Campus Grill, a small restaurant will cater to your midnight hunger and is located among the hostels downhill. They provide hostel delivery to every block.
OPTIONS FOR GIRLS:
Most of the girl’s hostels do not have washing machines but a laundry service is commonly utilized in the hostel. Students can get their rooms cleaned every alternate day. Here too, the caretaker will call for an ambulance to KMC Hospital, once informed about any medical emergency.
- Blocks 1 and 2
Hostel blocks 1 and 2 are situated closest to the academic area. These hostels are the 5th and 6th block equivalent of the girls’ hostels. These are the non-AC blocks, with the common bathroom (present on each floor) cleaned almost thrice a day, these blocks are well kept. There is a small garden in the middle of the block which is watered using recycled water.
They have a provisional store located close by and also have the availability of both vegetarian (Ananya) and non-vegetarian (Ashraya) messes within the hostel campus.
- New Ladies Block (Block 21)
NLB is located further ahead from the 6th block. NLB or the New Ladies Block is also among the more expensive hostels. It has gym equipment, but no night canteen. The rooms are pretty well furnished and you can get it cleaned on alternate days. NLB, like blocks 18-20, has a small sink and shelves. The block has a nice garden in front with benches to enjoy it. The furnishing is top notch with good beds and big desks. These blocks also get stuffy during the even semester, owing to bad ventilation and the general humidity. The ground floor of this block provides an AC option but is one of the most expensive hostel options. This block is also fairly close to the food court and Kamath Circle.
- Blocks 11 and 12
Block 12 has all the rooms furnished with an AC whereas block 11 provides only non-AC accommodation. Block 12 has a basketball court out front, a garden and a badminton court in the in the middle of the block. Although they are among the farthest hostels in campus from the academic area, they also have their own mess (Aradhana) and have been built on level ground, unlike the 16-20 blocks which are downhill. These have a huge garden and the Venugopal Temple in the vicinity. Festivals like Diwali and Garba are usually celebrated in the garden nearby. The MIT Hockey and Football grounds are also located in proximity. The back gate entry to MIT is just a few steps away from these blocks.
These are also small blocks with decent furnishing. The only set back is that in block 11, the cupboards are very small and most students find themselves living out of their suitcases.
For additional information:
If you want a change of accommodation from one category to another, it will be allowed only at the beginning of the quarter of the calendar year. A remission in the hostel facilities fee will be given if you move into a lower category of accommodation. Similarly, the difference in hostel facilities fee would be collected if you are allowed to move into a higher category of accommodation. You must submit to the hostel accounting office the prescribed form for shifting into a different category of hostel accommodation duly signed by the Chief Warden.
Tips to successfully navigate hostel life
- Do not be rude to the caretakers.
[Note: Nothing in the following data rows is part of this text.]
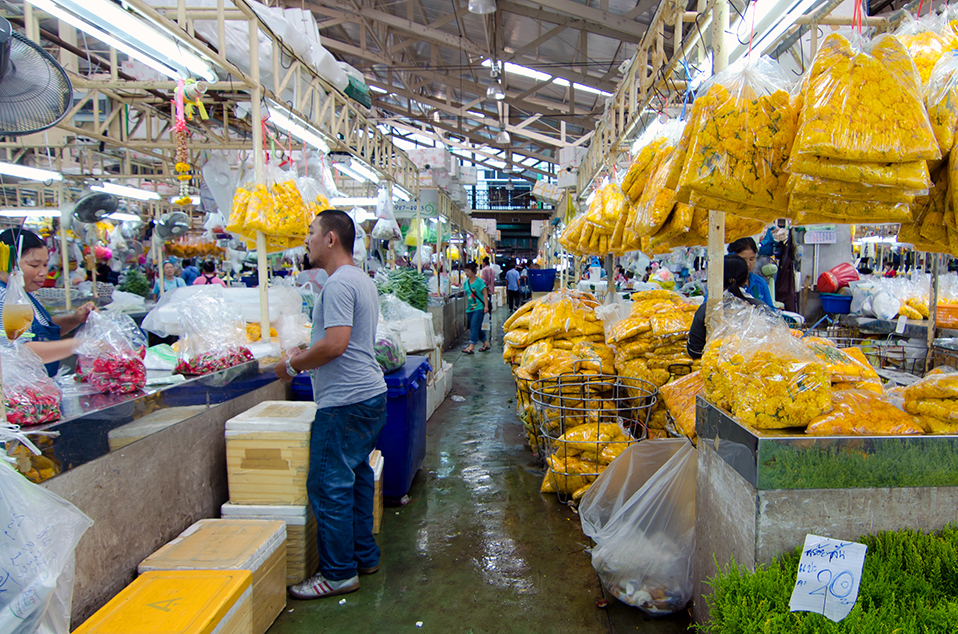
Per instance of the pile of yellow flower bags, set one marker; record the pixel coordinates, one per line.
(852, 161)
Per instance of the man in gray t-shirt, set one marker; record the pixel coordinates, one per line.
(350, 396)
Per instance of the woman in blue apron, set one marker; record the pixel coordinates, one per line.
(47, 330)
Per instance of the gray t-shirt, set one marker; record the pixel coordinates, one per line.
(349, 298)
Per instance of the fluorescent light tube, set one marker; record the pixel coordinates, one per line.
(137, 37)
(123, 217)
(30, 213)
(297, 127)
(353, 202)
(31, 173)
(129, 192)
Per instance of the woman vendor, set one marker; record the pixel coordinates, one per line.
(47, 330)
(735, 282)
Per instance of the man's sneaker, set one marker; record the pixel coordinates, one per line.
(318, 587)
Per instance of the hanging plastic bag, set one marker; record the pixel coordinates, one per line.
(741, 147)
(41, 533)
(389, 349)
(111, 353)
(30, 395)
(17, 307)
(641, 514)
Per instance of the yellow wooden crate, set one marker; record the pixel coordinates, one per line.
(267, 453)
(258, 546)
(302, 552)
(179, 602)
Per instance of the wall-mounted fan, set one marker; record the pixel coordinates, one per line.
(172, 225)
(35, 92)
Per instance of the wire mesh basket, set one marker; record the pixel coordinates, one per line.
(585, 422)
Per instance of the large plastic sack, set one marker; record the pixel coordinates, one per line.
(389, 350)
(864, 413)
(641, 514)
(837, 277)
(111, 352)
(849, 90)
(926, 39)
(30, 395)
(41, 531)
(741, 147)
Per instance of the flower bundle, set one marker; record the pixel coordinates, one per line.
(863, 123)
(739, 149)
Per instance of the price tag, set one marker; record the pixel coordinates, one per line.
(829, 574)
(902, 322)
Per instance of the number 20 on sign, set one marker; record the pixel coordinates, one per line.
(829, 574)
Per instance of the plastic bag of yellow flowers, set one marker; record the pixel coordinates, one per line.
(864, 413)
(740, 149)
(850, 90)
(927, 39)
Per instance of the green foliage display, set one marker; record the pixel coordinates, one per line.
(407, 285)
(135, 282)
(909, 584)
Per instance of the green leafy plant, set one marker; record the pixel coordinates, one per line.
(135, 282)
(909, 584)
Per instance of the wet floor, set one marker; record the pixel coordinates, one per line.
(477, 549)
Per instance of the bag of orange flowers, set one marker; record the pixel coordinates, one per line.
(745, 131)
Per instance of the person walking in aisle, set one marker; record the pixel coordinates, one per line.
(512, 287)
(350, 396)
(477, 305)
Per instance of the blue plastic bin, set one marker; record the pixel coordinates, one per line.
(403, 439)
(836, 304)
(542, 280)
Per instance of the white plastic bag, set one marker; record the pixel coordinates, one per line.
(41, 532)
(641, 514)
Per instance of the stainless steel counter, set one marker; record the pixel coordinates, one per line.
(94, 425)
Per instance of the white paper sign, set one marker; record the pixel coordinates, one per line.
(829, 573)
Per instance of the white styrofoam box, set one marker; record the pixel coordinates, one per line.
(468, 174)
(417, 333)
(571, 156)
(431, 158)
(568, 178)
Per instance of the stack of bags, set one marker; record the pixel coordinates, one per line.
(851, 161)
(650, 343)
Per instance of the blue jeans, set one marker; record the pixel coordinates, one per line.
(475, 327)
(341, 486)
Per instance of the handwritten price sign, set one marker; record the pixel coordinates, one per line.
(828, 576)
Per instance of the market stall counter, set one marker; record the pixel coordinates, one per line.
(143, 466)
(758, 493)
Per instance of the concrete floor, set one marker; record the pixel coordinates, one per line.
(477, 549)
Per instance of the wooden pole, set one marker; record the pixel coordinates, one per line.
(716, 245)
(256, 95)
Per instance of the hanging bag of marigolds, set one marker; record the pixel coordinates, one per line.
(863, 123)
(745, 128)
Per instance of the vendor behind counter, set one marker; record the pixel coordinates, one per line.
(48, 332)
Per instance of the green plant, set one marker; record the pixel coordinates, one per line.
(135, 282)
(909, 584)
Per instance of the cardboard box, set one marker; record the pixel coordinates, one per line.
(302, 551)
(267, 453)
(180, 601)
(376, 461)
(257, 546)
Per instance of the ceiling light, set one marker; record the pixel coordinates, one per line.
(129, 192)
(131, 34)
(122, 217)
(353, 202)
(289, 122)
(31, 173)
(482, 7)
(30, 213)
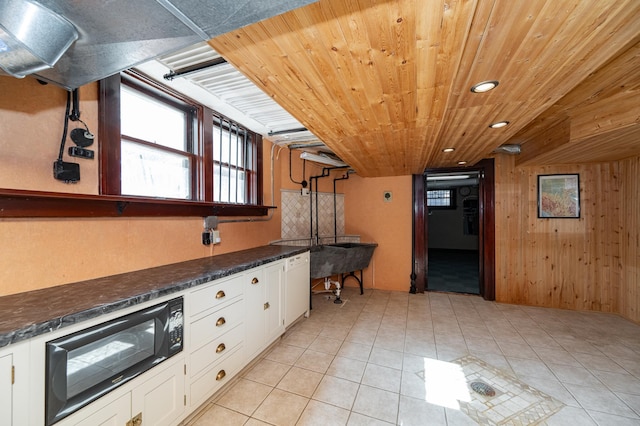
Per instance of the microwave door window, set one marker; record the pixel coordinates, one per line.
(105, 358)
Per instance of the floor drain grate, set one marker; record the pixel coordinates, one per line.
(483, 389)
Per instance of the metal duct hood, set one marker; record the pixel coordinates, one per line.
(118, 34)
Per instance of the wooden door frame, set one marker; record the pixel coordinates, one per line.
(486, 246)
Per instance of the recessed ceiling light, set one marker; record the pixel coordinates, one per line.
(498, 124)
(484, 86)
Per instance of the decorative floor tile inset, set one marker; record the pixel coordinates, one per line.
(495, 398)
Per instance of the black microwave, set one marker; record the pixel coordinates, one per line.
(86, 365)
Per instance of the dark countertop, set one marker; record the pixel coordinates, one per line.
(30, 314)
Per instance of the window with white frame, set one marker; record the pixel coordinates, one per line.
(234, 157)
(156, 143)
(441, 198)
(156, 148)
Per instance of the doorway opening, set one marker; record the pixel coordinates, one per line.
(454, 230)
(453, 255)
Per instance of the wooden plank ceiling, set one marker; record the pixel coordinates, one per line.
(386, 84)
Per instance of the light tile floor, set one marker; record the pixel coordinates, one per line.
(396, 358)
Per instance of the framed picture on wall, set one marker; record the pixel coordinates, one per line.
(559, 196)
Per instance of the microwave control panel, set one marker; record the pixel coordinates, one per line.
(176, 326)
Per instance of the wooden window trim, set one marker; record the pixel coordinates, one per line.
(33, 204)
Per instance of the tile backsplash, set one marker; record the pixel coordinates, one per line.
(296, 214)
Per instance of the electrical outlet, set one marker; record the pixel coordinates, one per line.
(206, 238)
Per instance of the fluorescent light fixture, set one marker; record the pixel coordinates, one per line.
(32, 37)
(322, 159)
(498, 124)
(484, 86)
(448, 177)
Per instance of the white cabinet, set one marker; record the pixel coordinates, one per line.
(160, 399)
(112, 413)
(6, 389)
(228, 322)
(215, 336)
(297, 288)
(14, 384)
(264, 300)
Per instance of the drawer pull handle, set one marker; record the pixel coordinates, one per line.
(220, 375)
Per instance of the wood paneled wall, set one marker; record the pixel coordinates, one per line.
(563, 263)
(629, 300)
They take care of you when you’re unwell. They also have the TV remote, and the sign in register. It will be in your best interest to be nice to them.
- There’s no such thing as ‘mine’ in hostels, especially when it comes to food.
- While laziness often wins this argument, get your room cleaned regularly, or by the end of the semester you won’t have space to study, or sleep.
- Be willing to compromise for your roommate. They’re the ones that cover for you when you need them to and the first people your parents call when they can’t get through to you.
- While theft in the hostels is a rarity, look out for your belongings. If you lose them, you probably won’t be able to get them back.